Bahman Ghobadi is an Iranian Kurd by birth, and he received his
cinematic education in Tehran. But since A Time for Drunken
Horses (2000), he has been crossing and recrossing the
dangerous borders that Kurdistan has the misfortune to straddle in
order to chronicle the lives of Kurds who have grown used to being
caught between heavily armed national armies without any nation of
their own. His new film, Turtles Can Fly, is his best yet
and is full of heartbreaking and unforgettable images and
characters. Like all the greatest films, it transcends politics,
even though it is set on the eve of the American invasion of Iraq
in 2003. Ghobadi shrewdly adopts the point of view of the children
who are the film’s principal characters and to whom it never occurs
to have political views of their own. Politics is something that
happens to them.
Or at least to all but the most engaging of its characters, a
15-year-old boy called Satellite (Soran Ebrahim) who leads the
other, mostly orphaned children of a Kurdish refugee camp on the
Turkish-Iraqi border, in eking out a paradoxical living by what
also routinely kills or maims them, namely the mines planted all
over near the border, which they dig up and sell in the bustling
arms market of a nearby town. One wry political aside: Satellite
knows that the middle-man to whom he sells the mines can get a
thousand times what he paid for them when he re-sells them to the
U.N.
Satellite eagerly looks forward to the coming of the Americans
and hopes himself to make his way to America where, indeed, his
energy and entrepreneurial spirit would be sure to bring him
success. Even the tribal elders seem to defer to him when he buys a
huge satellite dish on their behalf and then sets it up for them.
They naturally assume from the way he shows off his few phrases of
English that he can also tell them what President Bush is saying on
a news broadcast in which he is announcing the invasion.
“He says it’s going to rain,” says Satellite.
If Satellite represents an irresistible force, the can-do spirit
of American optimism, a newcomer to the camp, a boy of about his
own age called Hengov (Hiresh Feysal Rahman), is equally
representative of the immovable object of Eastern mysticism and
fatalism. Hengov — like the refugee actor who plays him — has
lost both his arms to mines and now disarms them, appropriately
enough, with his teeth.
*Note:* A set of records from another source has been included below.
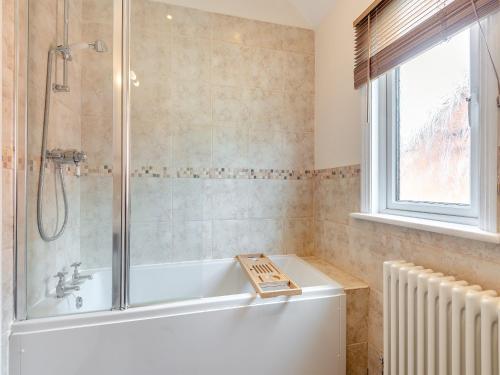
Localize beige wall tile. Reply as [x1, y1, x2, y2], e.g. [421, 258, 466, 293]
[171, 220, 212, 261]
[172, 126, 212, 168]
[213, 127, 251, 168]
[172, 36, 211, 82]
[285, 52, 315, 93]
[346, 288, 370, 345]
[212, 220, 251, 258]
[282, 26, 314, 55]
[212, 86, 252, 128]
[171, 81, 212, 125]
[346, 343, 368, 375]
[248, 130, 282, 169]
[212, 14, 283, 50]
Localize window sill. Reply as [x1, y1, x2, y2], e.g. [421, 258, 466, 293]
[350, 213, 500, 244]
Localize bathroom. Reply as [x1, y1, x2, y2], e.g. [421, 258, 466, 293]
[0, 0, 500, 375]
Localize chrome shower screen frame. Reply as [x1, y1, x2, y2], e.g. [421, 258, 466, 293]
[13, 0, 130, 321]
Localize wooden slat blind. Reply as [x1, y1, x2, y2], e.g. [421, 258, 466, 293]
[354, 0, 500, 88]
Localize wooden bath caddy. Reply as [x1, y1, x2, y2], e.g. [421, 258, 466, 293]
[236, 254, 302, 298]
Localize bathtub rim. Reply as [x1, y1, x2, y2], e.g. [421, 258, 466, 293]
[10, 254, 345, 336]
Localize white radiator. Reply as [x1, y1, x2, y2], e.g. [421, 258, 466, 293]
[384, 261, 500, 375]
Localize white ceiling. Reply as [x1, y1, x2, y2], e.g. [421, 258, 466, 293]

He is said to have the power to predict the
future and gives a powerful demonstration of it in saving the lives
of some children who are unloading shell casings from a truck.
Traveling with Hengov are his sister, the hauntingly beautiful
Agrin (Avaz Latif), and a blind toddler called Riga (Abdol Rahman
Karim), supposedly their brother, who clings to the backs of the
older children in turn, or else is tethered by a rope around his
ankle. At first it seems that Hengov is a rival to Satellite for
leadership of the scavenging children of the camp, and there is a
comic fight between them in which the armless boy expertly
head-butts an overconfident Satellite. But the latter falls even
harder for Agrin and attempts to court her, according to what he
tells her is the custom of the country, with the help of his highly
decorated American-style bicycle. But the trio of Hengov, Agrin and
Riga seem to want to keep to themselves and away from everyone
else. They are supposed to be in some way victims of the infamous
chemical attack on the Kurdish village of Halabjah in 1988, though
even the older two are hardly old enough to have been there
themselves.
Gradually, however, we learn that Riga is the product of Agrin’s
rape by Iraqi soldiers and that, in her shame, she is increasingly
desperate to get rid of the child or herself. Or both. When the
Americans finally come, as promised both by their enthusiastic
backer, Satellite, and the clairvoyant Hengov, they announce their
approach with a helicopter dropping leaflets which tell the refugee
Kurds that “It’s the end of injustice, misfortune and
hardship….We are here to take away your sorrow.” It is a touching
display of characteristically American optimism, but by this time
even Satellite has had to learn that taking away the sorrows of war
is one thing that the military might of America cannot do.